As the demand of delivering fast and concise information increase, hashtags and tweets are getting more popular on social media. It is not very hard to notice hashtags often co-occur in the same tweet. If you click on one hashtag on Twitter, a page with all the tweets containing the clicked hashtag would appear, along with many co-occurred hashtags. This means the clicked hashtag can lead to many other hashtags. In this project, I will analyze and visualize the probability of one hashtag leading to another hashtag. Full details and source code can be found on my GitHub.

I first tried to get data from the official Twitter API. I sent a request to Twitter. However, till this day, Twitter never got back to me… So I downloaded data using twitterscraper. The downloaded data contain many features including tweet_id, timezone, user_id, user_name, tweet, language and etc. For the purpose of the project, only the features tweet_id, tweet and hashtags are included.

## Build SQL Database:

A SQL DB is used to maintain a more organized and sustainable workflow.

The schema is shown below:

That is, I built three MySQL tables:

• Table tweets contains columns: tweet_id (primary key), tweet
• Table hashtags contains columns: hashtag_id (primary_key), hashtag
• Relational Table tweet_hashtags contains columns: tweet_id, hashtag_id, count (count each pair of tweet_id and hashtag_id)

## Insert Data into SQL Database:

I found inserting data this way is not the most sustainable way to do it, as errors occurring before committing changes in a transaction leave the transaction hanging and the database locked.

A screenshot of the tables populated with data:

Tweets Table
Hashtags Table Tweet and Hashtag Count Table

## Calculate the Probability of One Hashtag Leading to Another Hashtag:

Background Information: Two hashtags can be directly connected by appearing in the same tweet, or can be indirectly connected by connecting through one or more hashtags. In other words, in the example tweet "I love #dogs and #cats", #dogs and #cats are directly connected, because they appeared in the same tweet. If there is another tweet "#cats are the best #pets", this makes #dogs and #pets indirectly connected through #cats.

For the simplicity of the project, I calculated and visualized the probability based only on the direct connection of two hashtags, and then visualized indirect connections via graph clustering and layout (see section below).

The probability of #A leads to #B (P(#A –> #B)) is calculated by dividing the count of #B that occurred with #A in the same tweet by the total count of hashtags in all of the tweets that #A occurred. In other words, this is the percentage of #B among all the hashtags while viewing tweets with #A. Note: This formula makes the probability not the same in both directions (P(#A –> #B) != P(#B –> #A)).

This calculation is done by use of multiple joins, and is then read into a Pandas dataframe using pd.read_sql_query, which looks like:

Table of Direct Connection Probabilities

## Visualizing the Probability (Hashtag Clustering Network):

Hashtag Clustering Network

Since my goal is to visualize the structure of the hashtag connections, what I would like to do is create a visualization in which hashtags that are strongly connected are visually grouped together. To make it easier to visualize the hashtag clustering network, only the hashtags having a sum(count) > 10 from all tweets are selected, making 166 hashtags are selected for visualization. Networkx is used for representing the graph structure, and for drawing the graph.

To visualize direct connections, the edge weight between two hashtags is used and calculated as the average of P(#A –> #B) and P(#B –> #A). Since the edges only exist between directly connected hashtags, there is no edge lines between hashtags without direct connections. ForceAtlas2 is used for determining the node(hashtag) positions given the edge weight between two hashtags.
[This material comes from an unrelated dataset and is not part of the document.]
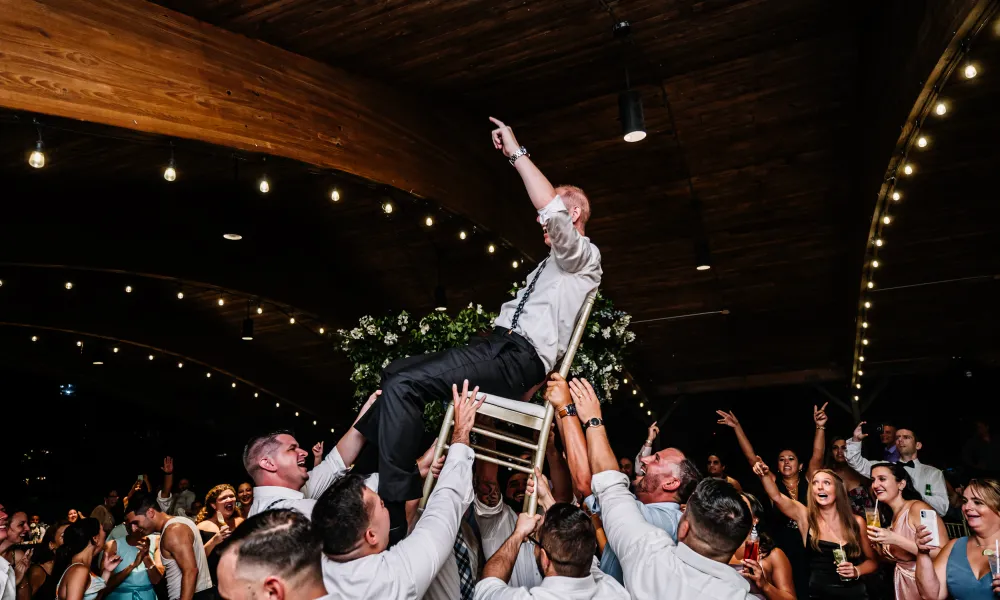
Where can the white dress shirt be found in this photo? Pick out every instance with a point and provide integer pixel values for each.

In general, ForceAtlas2 makes two directly connected nodes with bigger weights closer to each other.

To visualize indirect connections, python_louvain is used for clustering based on graph structure. python_louvain assigns each node with a community/cluster number. And using Networkx I assign the same node color and node shape for nodes with the same community/cluster number.
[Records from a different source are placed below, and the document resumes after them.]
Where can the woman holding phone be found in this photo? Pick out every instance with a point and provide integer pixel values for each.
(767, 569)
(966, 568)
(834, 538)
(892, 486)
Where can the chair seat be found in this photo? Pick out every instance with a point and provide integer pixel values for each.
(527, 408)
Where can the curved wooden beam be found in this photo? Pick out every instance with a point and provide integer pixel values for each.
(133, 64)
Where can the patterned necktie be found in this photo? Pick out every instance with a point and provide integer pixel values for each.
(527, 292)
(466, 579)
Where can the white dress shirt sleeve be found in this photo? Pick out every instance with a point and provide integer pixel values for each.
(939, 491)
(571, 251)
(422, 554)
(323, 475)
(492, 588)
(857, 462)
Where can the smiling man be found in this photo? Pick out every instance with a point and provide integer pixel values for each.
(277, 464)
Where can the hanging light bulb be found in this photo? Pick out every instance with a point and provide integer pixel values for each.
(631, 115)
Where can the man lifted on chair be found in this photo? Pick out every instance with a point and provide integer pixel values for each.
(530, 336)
There are 20 clusters in the graph. To help with visualization, node size is determined by the hashtag frequency of all tweets (bigger size meaning more frequent). Weight edge line transparency is determined by the weight (more transparent meaning smaller weight/fewer co-occurrences).
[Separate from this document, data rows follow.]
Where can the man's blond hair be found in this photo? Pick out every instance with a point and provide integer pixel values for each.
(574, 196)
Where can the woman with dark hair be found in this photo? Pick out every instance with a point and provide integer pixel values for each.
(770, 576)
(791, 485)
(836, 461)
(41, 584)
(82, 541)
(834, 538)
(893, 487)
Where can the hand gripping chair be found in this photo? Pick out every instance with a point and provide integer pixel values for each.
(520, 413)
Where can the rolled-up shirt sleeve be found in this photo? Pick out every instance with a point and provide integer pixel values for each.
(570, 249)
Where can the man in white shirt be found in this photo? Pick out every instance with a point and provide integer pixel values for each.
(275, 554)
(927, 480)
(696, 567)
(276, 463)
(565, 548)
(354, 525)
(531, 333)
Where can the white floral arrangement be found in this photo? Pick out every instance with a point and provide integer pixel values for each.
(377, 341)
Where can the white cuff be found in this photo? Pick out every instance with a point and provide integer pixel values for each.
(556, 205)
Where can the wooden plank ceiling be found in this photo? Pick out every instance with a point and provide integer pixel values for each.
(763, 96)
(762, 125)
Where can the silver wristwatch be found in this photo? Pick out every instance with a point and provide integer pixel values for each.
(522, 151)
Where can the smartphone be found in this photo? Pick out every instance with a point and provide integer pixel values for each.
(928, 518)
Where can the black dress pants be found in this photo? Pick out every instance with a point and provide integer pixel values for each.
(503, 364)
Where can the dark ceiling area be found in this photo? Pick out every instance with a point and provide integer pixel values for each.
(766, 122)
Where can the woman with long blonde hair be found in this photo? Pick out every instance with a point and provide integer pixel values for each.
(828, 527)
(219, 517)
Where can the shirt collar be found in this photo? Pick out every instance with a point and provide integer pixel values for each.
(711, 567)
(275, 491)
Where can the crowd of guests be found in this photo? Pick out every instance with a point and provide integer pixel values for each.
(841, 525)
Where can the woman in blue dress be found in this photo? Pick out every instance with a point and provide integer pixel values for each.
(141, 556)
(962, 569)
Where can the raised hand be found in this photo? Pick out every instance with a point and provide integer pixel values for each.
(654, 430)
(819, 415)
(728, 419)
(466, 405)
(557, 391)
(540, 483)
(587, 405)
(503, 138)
The graph is suggesting hashtags having similar meaning or in similar categories are more likely to lead to each other (being grouped together in the graph). For example, #twitch is clustered with #gaming, #gamer, #nintendoswitch etc. #covid19, #covid and #getvaccinated are grouped together. Cyptocurrency hashtags are also grouped together. This result perhaps indicates including popular hashtags with more relevance to the new hashtags can help increase the popularity of the new hashtags.